Figure 7 shows the drift path for a 40-keV ion at L = 2.6, 3.0, and 3.4 using the six variations of the electric field models. The energies and L value of these are marked as with diamonds symbols on the right side of Figure 6. Panels a and b show the drift paths for the realistic and enhanced UNH-IMEF model. While both provide access at all three L values, the enhanced model provides much faster drifts. At L = 2.6, the 40-keV ion must take a long drift path, drifting eastward around to the dayside before gradient drifting westward back to the spacecraft location for the realistic model. Enhancing the inputs provides more direct access, with a drift time around 3 hr rather than the ~11-hr drift using realistic inputs. The Weimer model is only able to provide access at L = 3.4 and only with enhanced inputs. For the Volland-Stern potential (panel e), the 40-keV ion only has access for L = 3.4. Rotating the potential (panel f) allows ions to reach down to L = 2.6 with a long drift path that reaches eastward to the dayside, similar to the UNH-IMEF model with realistic inputs.

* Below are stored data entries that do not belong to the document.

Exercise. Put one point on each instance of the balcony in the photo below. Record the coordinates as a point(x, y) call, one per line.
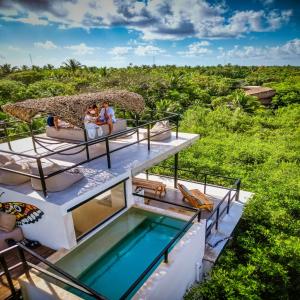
point(102, 161)
point(225, 193)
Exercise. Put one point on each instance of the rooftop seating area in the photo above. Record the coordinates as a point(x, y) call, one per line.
point(46, 167)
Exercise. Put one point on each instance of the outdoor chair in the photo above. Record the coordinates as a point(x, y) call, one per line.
point(10, 178)
point(156, 186)
point(196, 198)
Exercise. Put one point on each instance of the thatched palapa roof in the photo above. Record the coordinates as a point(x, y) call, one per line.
point(72, 108)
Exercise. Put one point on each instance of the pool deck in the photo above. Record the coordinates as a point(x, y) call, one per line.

While the rotated Volland-Stern and both UNH-IMEF electric fields were able to provide access to the 40 keV at low L shells (L = 2.7), only the enhanced UNH-IMEF potential was able to provide fast access.

At low L shells, charge exchange losses are increased due to both the higher neutral hydrogen density closer earthward and the longer drift times particles take to reach the lower L shells (L < 3). Therefore, while the models show access at low L shells, if the drifts are too long, there will be significant flux lost due to this loss. Several times in our analysis, we observed that different models provide ion access with different drifts. These drifts have different losses associated with them. To better understand the “fitness” of the ion drift paths of our models, we simulate the effect of charge exchange along our modeled drift paths and compare this loss with the features observed in the data. For our charge exchange loss, we use a neutral H model (Hodges, 1994) along with species cross section interpolated from the values derived in Smith and Bewtra (1978) to calculate the net effect of charge exchange along our modeled drift paths.

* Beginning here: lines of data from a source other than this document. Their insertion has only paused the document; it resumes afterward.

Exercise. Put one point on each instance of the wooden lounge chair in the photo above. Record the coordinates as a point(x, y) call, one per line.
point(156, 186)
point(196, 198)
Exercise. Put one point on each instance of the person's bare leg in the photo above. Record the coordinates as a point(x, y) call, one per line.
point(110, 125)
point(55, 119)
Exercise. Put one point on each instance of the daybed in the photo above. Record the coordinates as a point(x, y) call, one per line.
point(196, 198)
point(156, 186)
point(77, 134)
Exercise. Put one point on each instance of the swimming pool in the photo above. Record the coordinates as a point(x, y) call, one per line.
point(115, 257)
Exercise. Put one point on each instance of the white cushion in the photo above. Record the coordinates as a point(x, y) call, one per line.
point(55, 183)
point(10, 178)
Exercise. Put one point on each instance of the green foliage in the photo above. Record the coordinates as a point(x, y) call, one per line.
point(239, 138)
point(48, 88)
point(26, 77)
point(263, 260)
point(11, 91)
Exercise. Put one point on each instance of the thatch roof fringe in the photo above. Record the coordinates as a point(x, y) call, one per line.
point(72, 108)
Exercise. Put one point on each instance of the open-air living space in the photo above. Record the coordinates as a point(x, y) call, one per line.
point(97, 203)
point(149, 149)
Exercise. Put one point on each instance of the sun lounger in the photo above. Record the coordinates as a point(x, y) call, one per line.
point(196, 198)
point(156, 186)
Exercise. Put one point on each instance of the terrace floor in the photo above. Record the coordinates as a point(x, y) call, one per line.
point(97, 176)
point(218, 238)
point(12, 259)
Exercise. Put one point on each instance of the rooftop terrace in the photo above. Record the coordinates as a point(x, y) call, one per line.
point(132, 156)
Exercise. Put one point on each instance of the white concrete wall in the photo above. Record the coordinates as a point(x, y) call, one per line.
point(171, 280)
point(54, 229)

Figures 8 and 9 show the H⁺ distribution function versus energy spectra (panel a) along with simulated H⁺ distribution versus energy spectra with and without the modeled charge exchange loss applied. To produce spectra for our models, we take a sample distribution function from the Van Allen Probes data further out in the simulated pass and move it in adiabatically, keeping the distribution function constant along lines of constant μ. We use the spectrum at L = 5 for the 2015 storm, but because of a large change in the distribution function from L = 5 to L = 3 for the 2013 storm, assumed to be a time-dependent change in the source, we use the spectra at L = 3.5 as input for the 2013 storm. We then apply the modeled charge exchange loss to this spectrum. Because charge exchange is modeled from the source region (L = 6), we use the model estimation to account for the loss already experienced in drifting from L = 6 to L = 3.5 for the 2013 storm. Because there is relatively little loss drifting to L = 5, no correction is needed for the 2015 storm.

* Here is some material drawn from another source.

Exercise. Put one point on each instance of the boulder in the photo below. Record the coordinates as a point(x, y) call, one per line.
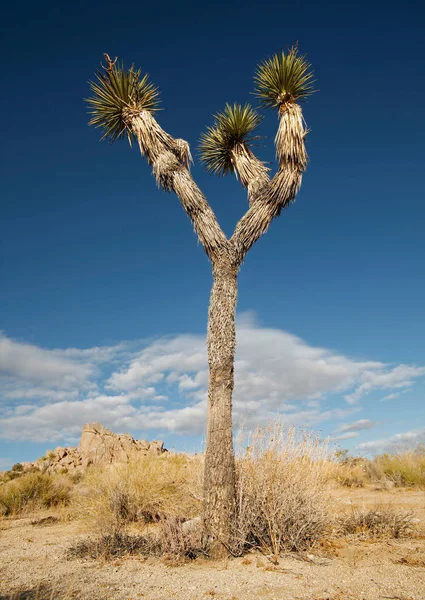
point(98, 445)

For the 2013 storm, the Van Allen Probes data show steep dropoffs in distribution function for particles over 40 keV down to L = 2.6. This boundary moves down to above 25 keV at L = 2.3, where there is a boundary in L where particles at all energies experience a sharp dropoff in flux. The UNH-IMEF model (row b) shows significant charge exchange effects starting at L = 3. At higher L shells, we see fluxes start to fall due to charge exchange effects for the highest energy channel around 15 keV. Increasing the inputs results in faster drift times and moves the boundary inward to just above L = 2.5. The distribution function drops off for the enhanced UNH-IMEF model at just above 20 keV down to L ~ 2.6 where it gradually moves down below 10 keV by L ~ 2.3. While the Weimer model was not able to provide access below L = 3, where it does provide access, L = 3–3.5, there is more loss due to the longer drift times (Figure 6). With enhanced inputs, the Weimer model is able to provide access to ions up to 40 keV around L = 3.5. Here we see that there is less loss compared with the enhanced UNH-IMEF model, which also provided access for this energy range but had increased loss for energies above 20 keV. The Volland-Stern model shows a similar profile to the enhanced UNH-IMEF model, except with less loss at higher energies, better matching the data. Rotating the Volland-Stern potential (g) raises the energy where the distribution function drops off, with both potentials only showing significant loss in the highest energies that have access. The rotated potential shows particles drifting deeper into the magnetosphere before seeing a dropoff due to charge exchange, showing a similar boundary in L to the enhanced UNH-IMEF. It is clear that while none of the models show particularly good agreement with the data, the Volland-Stern and, where there is access, the Weimer model better match the data. Figure 5 showed the drift paths for these models having direct, fast access from the nightside while the UNH-IMEF model drift paths were long, drifting around the dayside. This shows that while the UNH-IMEF model does provide access for these higher energies, the drift paths provided are not appropriate.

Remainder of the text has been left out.